The remainder of this work is organized as follows. Section 2 introduces the mechanisms and techniques that are used in the proposed methodology. Next, Sect. 3 describes the methodology, which is the main contribution of this paper. Then, Sect. 4 shows the experimentation conducted to assess the methodology. Section 5 discusses relevant related work. Finally, Sect. 6 concludes this work and introduces future lines.

2 Background

This section introduces the mechanisms and techniques used in this paper to obtain the metrics to compute the signature for characterizing parallel regions and to reduce the number of hardware performance counters needed for computing this signature.

2.1 Hardware Performance Counters

Hardware performance counters are a set of special-purpose registers built into the processor to store the counts of hardware-related activities within the system, such as branch operations (branches taken or not, successfully predicted or not, etc.), memory accesses, cache misses, cycles stalled, instructions executed, and other metrics.

There are factors, such as the number of available special-purpose registers, that limit the number and groups of hardware performance counters that can be read at the same time. To overcome these limitations and collect the values of more counters, the application can be executed multiple times or counter multiplexing can be applied [3].

On the one hand, if the application is executed multiple times to measure hardware counters by groups, the measurement accuracy is high but the total execution time is multiplied by the number of executions needed. In the case of applications with long execution time, this approach is not feasible because of the required time. Moreover, this approach cannot be applied in the case of dynamic tuning as the performance problems have to be detected and solved at run-time.

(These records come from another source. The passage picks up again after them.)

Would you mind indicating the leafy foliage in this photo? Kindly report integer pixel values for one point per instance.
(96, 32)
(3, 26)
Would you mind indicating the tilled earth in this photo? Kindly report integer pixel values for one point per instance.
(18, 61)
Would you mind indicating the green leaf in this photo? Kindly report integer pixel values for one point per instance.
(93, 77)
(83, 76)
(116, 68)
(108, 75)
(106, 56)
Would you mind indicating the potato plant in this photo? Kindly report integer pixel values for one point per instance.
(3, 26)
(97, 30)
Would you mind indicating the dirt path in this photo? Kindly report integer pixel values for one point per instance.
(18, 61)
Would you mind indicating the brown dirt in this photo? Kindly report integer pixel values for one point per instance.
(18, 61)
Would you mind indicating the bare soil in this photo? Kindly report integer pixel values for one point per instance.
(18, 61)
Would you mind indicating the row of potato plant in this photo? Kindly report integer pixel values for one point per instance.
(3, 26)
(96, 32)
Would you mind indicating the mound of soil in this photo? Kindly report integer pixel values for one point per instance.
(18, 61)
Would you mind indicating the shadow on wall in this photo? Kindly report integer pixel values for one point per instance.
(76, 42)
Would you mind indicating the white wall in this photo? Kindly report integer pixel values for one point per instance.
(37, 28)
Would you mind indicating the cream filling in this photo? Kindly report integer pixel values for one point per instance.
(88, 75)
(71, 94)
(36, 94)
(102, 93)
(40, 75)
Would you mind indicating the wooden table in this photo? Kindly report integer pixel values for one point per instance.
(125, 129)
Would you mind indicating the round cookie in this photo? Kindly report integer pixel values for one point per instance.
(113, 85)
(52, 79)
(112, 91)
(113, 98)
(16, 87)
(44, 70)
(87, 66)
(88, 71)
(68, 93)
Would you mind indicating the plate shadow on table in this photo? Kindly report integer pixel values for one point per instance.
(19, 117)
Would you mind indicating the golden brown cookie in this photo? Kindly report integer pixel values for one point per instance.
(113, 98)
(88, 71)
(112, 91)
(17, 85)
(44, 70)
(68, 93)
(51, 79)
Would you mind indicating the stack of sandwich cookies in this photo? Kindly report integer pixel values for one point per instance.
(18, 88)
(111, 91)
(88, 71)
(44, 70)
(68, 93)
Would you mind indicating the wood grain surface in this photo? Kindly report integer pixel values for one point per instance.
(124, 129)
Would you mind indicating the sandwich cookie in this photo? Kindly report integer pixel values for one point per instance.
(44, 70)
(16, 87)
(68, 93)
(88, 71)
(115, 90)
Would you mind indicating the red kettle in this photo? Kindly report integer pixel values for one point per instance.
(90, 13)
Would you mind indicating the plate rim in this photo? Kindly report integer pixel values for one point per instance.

On the other hand, this limitation can be overcome by multiplexing the usage of the counter registers over time (timesharing) among a large number of performance events. This approach has the advantage of executing the application once, but introduces some overhead due to counter swapping and recording. In addition, the metrics’ precision is reduced because the final value of each counter is estimated using the partial values obtained in each time interval.

The most used tool to read hardware performance counters is Performance Application Programming Interface (PAPI) [5]. It grants an easy way to access hardware performance counters and allows for application profiling with counter multiplexing. In addition, it has been integrated [2], among many other tools, in MATE [11], which is a dynamic analysis and tuning environment that we are planning to use in the near future to implement a tuning strategy relaying in a counter-based application characterization.

2.2 Principal Component Analysis

In some cases, it can be difficult to obtain visual information from a set of observations of a big number of, possibly correlated, variables. Principal Component Analysis (PCA) is an analysis method that applies an orthogonal transformation that converts these observations into a set of linearly uncorrelated values called principal components. The first component explains the greatest possible fraction of the data variability, the second component the second greatest fraction, and so on and so forth. In this way, the components that explain smaller fractions of the data variability can be ignored, thus, reducing the data dimensionality [9].

Consequently, this method projects the data in a new coordinate system that highlights its variability and allows for eliminating the less informative dimensions, facilitating the exploration of this data.

2.3 Linear Correlation Analysis

Linear Correlation Analysis is a statistical evaluation to measure relationships or connections between two numerical and continuous variables.

This analysis finds a pair of linear transformations where the correlation coefficient between the variables is maximized [1].

The output of the correlation analysis is a correlation coefficient in the range \([-1,1]\). There are three perfect scenarios depending on the value of the correlation coefficient:

  • Correlated (value 1). The two variables are in a perfect increasing linear relationship.

  • Not correlated (value 0). There is no linear relationship between the two variables.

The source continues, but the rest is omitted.